Govt should find better youth project

What you need to know:

  • The issue: Youth funds
  • Our view: Government should partner with banks, with some little incentive to cover administration costs, to manage the disbursement and recovery of the loans.

Findings of an investigation carried out in October and November last year by a local research anti-corruption NGO, reveal political manipulation, interference and connivance, which has led to gross abuse and plunder of the Youth Livelihood Programme (YLP) funds in Agago and Pader districts.

This is not a new finding about the blatant abuse of the government project money. Neither is it unique to Agago and Pader districts. This “scramble and swindle” of the YLP money is happening across the country in districts that have received the money.

Previous reports by various authorities and organisations, including the Auditor General, have pointed out the theft and zero recoverability of the YLP funds countrywide.

The mode of stealing the money is the similar. The youth form groups and after receiving the money, they share it or divert it to other personal targets other than the projects upon which government released the money. They close the groups and disappear.

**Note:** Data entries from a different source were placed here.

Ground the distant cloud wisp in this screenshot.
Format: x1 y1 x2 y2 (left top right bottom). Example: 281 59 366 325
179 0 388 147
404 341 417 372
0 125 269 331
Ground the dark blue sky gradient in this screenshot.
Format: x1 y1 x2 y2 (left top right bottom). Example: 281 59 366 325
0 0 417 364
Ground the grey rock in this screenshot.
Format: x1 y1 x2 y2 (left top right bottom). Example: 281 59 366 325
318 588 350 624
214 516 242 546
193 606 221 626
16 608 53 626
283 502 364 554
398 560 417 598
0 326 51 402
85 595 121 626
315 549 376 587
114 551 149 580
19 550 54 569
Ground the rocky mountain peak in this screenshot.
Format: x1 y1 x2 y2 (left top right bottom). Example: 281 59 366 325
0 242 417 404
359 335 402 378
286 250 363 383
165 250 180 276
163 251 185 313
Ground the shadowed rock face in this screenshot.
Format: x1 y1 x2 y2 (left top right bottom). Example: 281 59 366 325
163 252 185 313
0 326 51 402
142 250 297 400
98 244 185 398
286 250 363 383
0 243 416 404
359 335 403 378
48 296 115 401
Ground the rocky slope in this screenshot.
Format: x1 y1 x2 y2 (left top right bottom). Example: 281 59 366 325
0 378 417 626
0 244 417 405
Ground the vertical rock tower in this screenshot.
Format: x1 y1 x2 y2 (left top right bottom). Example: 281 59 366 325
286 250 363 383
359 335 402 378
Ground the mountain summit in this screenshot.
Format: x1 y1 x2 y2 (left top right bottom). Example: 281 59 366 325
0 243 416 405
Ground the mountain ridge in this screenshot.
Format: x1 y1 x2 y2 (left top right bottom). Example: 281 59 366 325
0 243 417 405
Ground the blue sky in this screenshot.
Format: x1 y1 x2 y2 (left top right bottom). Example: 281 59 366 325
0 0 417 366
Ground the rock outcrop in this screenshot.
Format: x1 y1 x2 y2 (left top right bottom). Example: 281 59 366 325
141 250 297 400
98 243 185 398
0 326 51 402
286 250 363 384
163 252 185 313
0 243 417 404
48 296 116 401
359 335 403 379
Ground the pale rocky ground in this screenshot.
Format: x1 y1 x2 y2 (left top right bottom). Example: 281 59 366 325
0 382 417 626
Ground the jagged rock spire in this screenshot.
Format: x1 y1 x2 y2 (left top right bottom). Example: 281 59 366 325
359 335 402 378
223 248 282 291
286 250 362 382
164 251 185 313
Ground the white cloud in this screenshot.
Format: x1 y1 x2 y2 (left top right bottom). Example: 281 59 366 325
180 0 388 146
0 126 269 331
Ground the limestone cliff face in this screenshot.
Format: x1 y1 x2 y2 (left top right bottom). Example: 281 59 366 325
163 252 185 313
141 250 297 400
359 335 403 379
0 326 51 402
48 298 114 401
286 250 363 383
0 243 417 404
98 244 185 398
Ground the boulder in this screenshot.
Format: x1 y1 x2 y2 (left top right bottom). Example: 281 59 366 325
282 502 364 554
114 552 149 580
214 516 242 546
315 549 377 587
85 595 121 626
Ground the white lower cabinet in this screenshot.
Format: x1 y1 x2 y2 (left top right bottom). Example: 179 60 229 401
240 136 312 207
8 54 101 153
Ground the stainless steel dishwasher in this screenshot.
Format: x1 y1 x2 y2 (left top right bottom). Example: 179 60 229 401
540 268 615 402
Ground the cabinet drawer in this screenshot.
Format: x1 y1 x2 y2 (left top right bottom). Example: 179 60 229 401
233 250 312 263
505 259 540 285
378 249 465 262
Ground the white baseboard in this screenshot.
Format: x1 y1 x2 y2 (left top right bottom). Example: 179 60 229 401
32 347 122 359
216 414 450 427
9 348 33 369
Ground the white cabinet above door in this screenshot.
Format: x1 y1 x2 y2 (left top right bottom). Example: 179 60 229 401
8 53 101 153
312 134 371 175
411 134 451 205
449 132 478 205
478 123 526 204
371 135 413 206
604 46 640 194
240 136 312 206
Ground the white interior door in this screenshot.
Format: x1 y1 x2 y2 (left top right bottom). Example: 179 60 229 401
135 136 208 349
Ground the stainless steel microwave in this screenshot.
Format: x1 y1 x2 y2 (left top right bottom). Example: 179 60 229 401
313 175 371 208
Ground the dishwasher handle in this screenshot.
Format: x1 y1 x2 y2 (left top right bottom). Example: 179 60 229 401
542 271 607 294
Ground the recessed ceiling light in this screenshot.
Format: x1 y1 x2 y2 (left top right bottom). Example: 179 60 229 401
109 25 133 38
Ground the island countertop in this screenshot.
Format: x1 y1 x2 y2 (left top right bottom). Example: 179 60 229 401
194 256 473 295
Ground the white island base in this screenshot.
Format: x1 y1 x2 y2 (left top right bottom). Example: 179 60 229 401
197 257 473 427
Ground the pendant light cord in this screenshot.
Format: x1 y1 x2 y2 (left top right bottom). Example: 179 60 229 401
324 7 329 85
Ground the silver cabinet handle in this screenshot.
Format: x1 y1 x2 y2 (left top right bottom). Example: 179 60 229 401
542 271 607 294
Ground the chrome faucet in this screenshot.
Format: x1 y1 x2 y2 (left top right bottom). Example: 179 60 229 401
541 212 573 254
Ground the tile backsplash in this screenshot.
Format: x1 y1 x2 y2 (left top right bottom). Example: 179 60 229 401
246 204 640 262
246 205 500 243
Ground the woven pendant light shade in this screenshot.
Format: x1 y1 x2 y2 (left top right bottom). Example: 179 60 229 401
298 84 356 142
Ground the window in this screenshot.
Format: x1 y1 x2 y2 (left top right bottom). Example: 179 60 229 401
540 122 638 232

No guarantors to be pursued for recovery of the lost money.

This kind of scam has denied genuine youth from accessing money for productive activities because the funds are given to sham groups, who engage in non-economic activities.

The latest finding in Agago and Pader just confirmed the long existing suspicion that local leaders collude with the youth groups to steal government money.

The NGO’s report quotes district leaders citing interference and manipulation by local politicians in formation of youth groups and the distribution of the money.

This LYP fund was established by government for the unemployed youth to access soft loan to start income generating projects to fight poverty and unemployment.

More than Shs300b have been sank into this project since 2013 when it was created, but no tangible reduction in poverty or creation of jobs has been seen among the youth who received the money. This means that all the billions of shillings that have been injected into YLP have been wasted.

Government should scrap LYP fund, return to the drawing board and rethink a better strategy of how to finance youth projects with clear and proper guarantees on disbursement and recovery of the borrowed money.

The current YLP has not and will not achieve anything in fighting poverty and unemployment among the youth. It will only be providing them more money to steal. In the alternative, government should partner with banks, with some little incentive to cover administration costs, to manage the disbursement and recovery of the loans. Banks have experience in managing credit and will do a better job for the country.